Sherrill E Grace's edition of his letters, Sursum Corda!, now completed with this second volume, is almost literally a monument. With 1700 pages, it contains about 1000 letters and manuscripts written from 1926 to 1957. It is certainly exhaustive, and sometimes exhausting. One does not quite get "Two pints Gold Top please", but had such a note survived it would duly be here, with a brief biographical sketch of the milkman.

This isn't just the good bits; it's everything. The collection conveys a sense of huge, squandered verbal energy. As Professor Grace points out, Lowry should have written more books and fewer letters. It also permits a growing familiarity. One is regaled by an almost palpable conversational style: fluent, allusive, button-holing, a desperate gin-fuelled geniality one step away from despair."Sursum corda" (lift up your hearts), was a favourite sign-off line of Lowry's, and there is something strangely uplifting about these letters, even if the uplift is more adrenal than spiritual.

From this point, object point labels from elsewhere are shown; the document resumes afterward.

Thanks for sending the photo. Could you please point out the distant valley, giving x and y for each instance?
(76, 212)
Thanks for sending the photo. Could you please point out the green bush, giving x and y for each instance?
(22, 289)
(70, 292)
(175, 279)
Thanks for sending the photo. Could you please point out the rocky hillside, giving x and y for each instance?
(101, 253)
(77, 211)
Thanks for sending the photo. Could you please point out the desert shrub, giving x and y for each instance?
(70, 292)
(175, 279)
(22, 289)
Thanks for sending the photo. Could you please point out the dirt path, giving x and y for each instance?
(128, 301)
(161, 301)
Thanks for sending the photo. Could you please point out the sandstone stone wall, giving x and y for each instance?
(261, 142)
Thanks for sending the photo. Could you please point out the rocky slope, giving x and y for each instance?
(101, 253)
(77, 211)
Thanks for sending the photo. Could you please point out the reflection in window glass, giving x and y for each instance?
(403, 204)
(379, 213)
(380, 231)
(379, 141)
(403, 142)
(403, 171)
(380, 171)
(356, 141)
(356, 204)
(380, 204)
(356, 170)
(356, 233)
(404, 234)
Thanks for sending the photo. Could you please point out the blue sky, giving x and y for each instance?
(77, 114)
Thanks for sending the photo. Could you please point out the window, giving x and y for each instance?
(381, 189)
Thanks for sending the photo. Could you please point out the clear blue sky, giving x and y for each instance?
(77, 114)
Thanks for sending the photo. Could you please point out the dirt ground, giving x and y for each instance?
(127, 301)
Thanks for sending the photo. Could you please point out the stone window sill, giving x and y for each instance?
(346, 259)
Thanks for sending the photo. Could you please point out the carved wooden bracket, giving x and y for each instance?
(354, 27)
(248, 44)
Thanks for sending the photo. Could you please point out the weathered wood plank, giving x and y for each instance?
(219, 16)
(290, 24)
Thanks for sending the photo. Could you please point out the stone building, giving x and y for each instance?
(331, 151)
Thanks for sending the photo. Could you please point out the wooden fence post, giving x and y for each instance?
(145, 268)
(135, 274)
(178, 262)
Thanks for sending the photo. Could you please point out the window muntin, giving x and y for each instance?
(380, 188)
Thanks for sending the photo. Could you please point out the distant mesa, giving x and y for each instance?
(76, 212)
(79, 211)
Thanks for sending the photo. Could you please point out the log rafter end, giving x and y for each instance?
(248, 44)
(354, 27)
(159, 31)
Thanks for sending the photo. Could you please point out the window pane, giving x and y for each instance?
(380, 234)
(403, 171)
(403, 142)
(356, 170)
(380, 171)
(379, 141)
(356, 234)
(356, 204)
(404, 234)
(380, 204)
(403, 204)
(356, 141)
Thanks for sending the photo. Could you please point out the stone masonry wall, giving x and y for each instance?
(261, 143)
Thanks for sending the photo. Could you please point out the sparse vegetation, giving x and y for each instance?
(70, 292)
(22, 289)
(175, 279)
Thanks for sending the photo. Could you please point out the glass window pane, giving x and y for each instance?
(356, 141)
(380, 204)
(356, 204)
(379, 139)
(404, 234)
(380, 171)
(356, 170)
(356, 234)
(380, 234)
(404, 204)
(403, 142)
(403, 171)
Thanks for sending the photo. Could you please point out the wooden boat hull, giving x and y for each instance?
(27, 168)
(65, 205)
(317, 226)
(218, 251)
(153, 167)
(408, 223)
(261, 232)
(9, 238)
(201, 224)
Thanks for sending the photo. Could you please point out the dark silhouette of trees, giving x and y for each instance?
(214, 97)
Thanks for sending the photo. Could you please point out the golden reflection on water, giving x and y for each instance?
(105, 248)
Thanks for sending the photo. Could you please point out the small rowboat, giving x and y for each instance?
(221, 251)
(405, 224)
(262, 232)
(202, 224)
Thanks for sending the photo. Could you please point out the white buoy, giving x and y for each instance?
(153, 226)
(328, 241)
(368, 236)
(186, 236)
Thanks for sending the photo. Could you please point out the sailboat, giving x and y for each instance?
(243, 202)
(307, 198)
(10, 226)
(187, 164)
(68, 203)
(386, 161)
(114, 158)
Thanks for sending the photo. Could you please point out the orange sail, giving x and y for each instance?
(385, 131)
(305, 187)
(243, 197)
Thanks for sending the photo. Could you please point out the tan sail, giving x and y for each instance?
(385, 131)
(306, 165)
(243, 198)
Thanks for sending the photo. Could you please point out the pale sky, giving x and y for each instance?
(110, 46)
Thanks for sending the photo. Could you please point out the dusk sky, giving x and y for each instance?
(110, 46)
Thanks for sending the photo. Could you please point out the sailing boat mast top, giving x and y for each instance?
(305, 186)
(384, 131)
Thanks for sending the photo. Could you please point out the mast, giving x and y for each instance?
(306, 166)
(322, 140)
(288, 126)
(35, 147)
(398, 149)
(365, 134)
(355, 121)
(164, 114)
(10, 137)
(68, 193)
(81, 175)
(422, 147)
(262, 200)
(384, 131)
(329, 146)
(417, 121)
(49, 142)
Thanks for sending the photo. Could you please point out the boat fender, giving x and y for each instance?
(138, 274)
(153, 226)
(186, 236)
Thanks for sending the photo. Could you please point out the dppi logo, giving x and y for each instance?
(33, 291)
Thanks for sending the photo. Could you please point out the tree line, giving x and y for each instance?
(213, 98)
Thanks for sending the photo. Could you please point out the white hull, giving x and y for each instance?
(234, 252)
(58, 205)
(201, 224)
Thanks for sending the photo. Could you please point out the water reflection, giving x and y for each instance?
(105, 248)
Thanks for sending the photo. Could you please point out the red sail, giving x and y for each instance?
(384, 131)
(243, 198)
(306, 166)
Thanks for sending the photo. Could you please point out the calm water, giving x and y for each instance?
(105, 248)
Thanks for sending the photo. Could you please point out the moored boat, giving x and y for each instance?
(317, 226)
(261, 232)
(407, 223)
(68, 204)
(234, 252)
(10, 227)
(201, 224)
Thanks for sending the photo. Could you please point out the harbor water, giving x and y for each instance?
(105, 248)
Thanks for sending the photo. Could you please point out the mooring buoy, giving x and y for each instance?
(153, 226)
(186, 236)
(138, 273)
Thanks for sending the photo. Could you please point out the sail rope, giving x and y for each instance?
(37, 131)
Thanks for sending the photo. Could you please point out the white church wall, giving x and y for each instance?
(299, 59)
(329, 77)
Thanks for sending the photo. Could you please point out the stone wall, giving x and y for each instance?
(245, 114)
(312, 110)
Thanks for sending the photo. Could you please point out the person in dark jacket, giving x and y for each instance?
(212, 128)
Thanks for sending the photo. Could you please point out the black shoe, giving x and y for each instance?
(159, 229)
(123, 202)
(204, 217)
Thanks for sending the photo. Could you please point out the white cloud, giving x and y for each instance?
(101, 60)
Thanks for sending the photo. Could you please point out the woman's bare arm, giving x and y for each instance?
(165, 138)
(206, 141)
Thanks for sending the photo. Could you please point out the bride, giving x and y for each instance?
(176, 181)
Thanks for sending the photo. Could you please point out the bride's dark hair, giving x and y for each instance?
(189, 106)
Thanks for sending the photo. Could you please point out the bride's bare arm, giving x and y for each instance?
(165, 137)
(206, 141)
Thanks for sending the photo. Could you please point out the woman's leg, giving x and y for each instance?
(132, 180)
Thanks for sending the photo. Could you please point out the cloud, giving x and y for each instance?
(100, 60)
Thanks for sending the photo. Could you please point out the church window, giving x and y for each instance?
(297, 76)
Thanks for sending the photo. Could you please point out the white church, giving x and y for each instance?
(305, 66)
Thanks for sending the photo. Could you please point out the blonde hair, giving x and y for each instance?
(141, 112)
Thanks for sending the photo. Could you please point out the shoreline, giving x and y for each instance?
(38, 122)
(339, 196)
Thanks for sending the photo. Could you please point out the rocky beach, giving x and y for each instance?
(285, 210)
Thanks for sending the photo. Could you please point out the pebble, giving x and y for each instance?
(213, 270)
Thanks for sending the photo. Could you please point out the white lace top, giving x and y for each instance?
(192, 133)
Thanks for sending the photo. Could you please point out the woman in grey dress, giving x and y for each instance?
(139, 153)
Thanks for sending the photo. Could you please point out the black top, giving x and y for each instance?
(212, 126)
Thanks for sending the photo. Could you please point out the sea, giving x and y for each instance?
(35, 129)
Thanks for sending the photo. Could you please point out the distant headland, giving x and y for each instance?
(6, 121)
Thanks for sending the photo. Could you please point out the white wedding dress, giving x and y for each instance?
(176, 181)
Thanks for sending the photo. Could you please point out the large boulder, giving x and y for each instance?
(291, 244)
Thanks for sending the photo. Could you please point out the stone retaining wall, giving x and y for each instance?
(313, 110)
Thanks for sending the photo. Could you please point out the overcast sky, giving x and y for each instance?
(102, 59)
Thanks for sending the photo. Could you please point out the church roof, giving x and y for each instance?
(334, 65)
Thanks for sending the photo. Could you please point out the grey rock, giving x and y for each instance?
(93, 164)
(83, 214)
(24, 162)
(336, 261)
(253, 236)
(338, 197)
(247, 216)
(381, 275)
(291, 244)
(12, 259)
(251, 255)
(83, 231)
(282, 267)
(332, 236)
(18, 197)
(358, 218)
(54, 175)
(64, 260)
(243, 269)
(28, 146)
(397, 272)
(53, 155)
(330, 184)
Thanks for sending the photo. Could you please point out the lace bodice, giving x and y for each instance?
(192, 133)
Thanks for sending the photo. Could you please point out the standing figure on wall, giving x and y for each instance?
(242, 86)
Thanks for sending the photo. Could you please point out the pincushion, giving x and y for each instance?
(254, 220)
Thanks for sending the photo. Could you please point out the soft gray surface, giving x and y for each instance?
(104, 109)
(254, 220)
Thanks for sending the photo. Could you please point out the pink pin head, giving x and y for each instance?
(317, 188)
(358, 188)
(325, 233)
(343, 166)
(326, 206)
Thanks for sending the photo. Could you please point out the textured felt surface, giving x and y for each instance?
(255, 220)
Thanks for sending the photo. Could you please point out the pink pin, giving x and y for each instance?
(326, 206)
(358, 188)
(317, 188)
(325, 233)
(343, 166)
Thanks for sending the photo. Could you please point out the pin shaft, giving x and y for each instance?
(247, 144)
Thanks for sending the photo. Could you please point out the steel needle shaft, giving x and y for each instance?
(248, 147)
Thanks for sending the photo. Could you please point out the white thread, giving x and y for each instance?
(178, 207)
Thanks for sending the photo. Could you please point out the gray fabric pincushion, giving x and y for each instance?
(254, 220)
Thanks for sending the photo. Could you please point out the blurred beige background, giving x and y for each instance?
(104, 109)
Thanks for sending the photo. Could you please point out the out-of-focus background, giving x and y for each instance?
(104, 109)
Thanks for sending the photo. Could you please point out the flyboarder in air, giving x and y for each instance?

On the surface this is a less picturesque period of Lowry's brief life. The first volume had a certain louche flair - Lowry the black sheep, the drifter, the literary barfly, the womaniser - and some vivid glimpses of his life in Mexico in the mid-1930s, the background of his masterpiece, Under the Volcano. We begin in 1946, with Under the Volcano completed and about to be published. Lowry is in his mid-thirties, settled happily if tempestuously with his second wife, the former Hollywood starlet Margerie Bonner. They are briefly in Haiti, but most of the time at the "beach shack" they owned at Dollarton on the coast of British Columbia.

These Canadian years are full of literary struggle, financial difficulties, black-outs, injuries. Lowry found it increasingly difficult to crystallise his writing into printable form. Eddying drifts of half-formed ideas, synopses and treatment fill the letters. They will become the brooding, posthumous works like Dark as the Grave Wherein My friend is Laid. We catch them here still raw, attached to his own life. He maps out the mood of the story that became October Ferry to Gabriola: "I want to convey that it isn't alcoholism in the true sense but a kind of death, or half life". What he is conveying is his own life, not yet transliterated into fiction.

In 1954, Lowry left the Americasfor the last time. He was in bad shape physically and mentally. The following year, in London, he was hospitalised and wrote to his New York publisher, Albert Erskine: "the reaper is omnipresent but it is by no means grim for all that, in fact I spend most of my time shirtless on the cricket pitch in the dew".

He delayed the reaper on this occasion too: this is a saga of self-destruction, but also brute strength. He died, aged 48, in a rented house in Sussex - "by misadventure" as the coroner found, by the ravages of chronic alcoholism in reality - in June 1957. His last letter is to the playwright Harvey Burt, enthusing about a recent trip to Grasmere. It ends with a plangent quotation from Wordsworth's Prelude: "Ye lowly cottages wherein we dwelt/A ministration of your own was ours".

This seems to be a marvellous summation of Lowry's richly errant life, among Mexican dives and Canadian shacks and all the other "lowly cottages" which he chose in preference to the comfortable mansions of his birth and class.